The two other types of filicide are unwanted child, where a parent kills a child they do not want. This is often newborns. Spousal revenge filicide is where one parent kills their child in an attempt to punish their spouse or make them suffer.
A study of filicides in England and Wales published in 2013, found that 40% of filicide perpetrators had a recorded mental illness. Another interesting finding from the study was that 23% of female perpetrators were teenagers at the time of the child victim’s birth. Overall, fathers were significantly more likely to kill their children than mothers, and were more likely to use violent methods of killing.

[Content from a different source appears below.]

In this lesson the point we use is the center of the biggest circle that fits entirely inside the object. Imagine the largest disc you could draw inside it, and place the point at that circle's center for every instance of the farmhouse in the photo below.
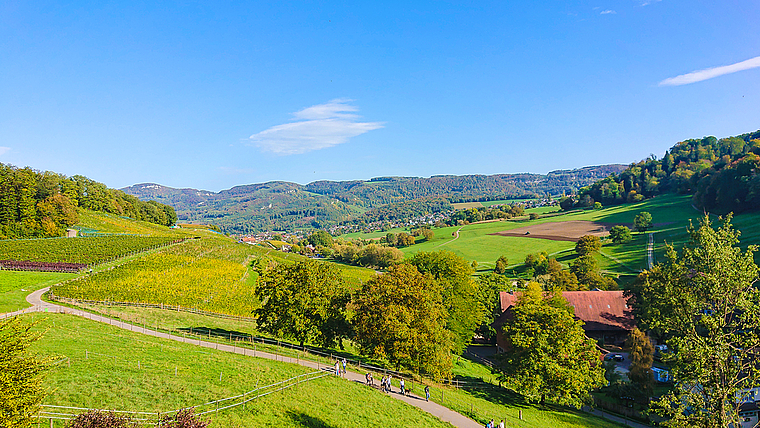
(606, 315)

Can anything be done to prevent filicide? Can we anticipate these acts and remedy them? To quote professor Kathryn Abe, who led the England and Wales study: "Identifying associations between mental illness and filicide has clear implications for service providers. It shows there needs to be greater awareness for patients who are parents and especially those with severe mood disorders. This is an increasingly important issue because better mental health care means that more people with mental illness are able to become parents.

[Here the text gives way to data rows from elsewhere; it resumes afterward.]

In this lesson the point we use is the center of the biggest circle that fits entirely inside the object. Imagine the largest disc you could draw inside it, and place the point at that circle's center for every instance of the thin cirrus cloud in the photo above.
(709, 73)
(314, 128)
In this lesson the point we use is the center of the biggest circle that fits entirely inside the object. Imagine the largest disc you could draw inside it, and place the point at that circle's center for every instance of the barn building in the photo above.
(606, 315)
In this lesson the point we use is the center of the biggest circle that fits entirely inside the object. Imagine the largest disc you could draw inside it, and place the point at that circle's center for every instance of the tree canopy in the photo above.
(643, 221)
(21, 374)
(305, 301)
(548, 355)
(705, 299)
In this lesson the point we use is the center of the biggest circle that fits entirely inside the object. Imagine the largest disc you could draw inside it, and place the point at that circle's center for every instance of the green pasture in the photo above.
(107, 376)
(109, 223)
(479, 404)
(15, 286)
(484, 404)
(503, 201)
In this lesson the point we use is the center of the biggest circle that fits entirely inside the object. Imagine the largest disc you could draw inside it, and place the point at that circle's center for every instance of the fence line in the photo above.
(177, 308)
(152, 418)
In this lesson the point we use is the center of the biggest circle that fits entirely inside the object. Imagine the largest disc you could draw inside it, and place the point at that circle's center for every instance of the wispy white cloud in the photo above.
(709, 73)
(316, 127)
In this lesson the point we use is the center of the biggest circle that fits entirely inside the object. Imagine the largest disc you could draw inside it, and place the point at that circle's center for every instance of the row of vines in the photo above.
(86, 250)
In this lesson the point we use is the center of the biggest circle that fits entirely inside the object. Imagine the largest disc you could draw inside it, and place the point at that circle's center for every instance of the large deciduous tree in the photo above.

"Generating effective child violence/homicide prevention strategies requires broad public health approaches. Targeting sub-populations by providing high quality evidence about risk factors such as mental illness and the need for contact with mental health services may prove more constructive for health service development. Violence prevention may also offer possibilities to recognize and intervene with specific risk factors."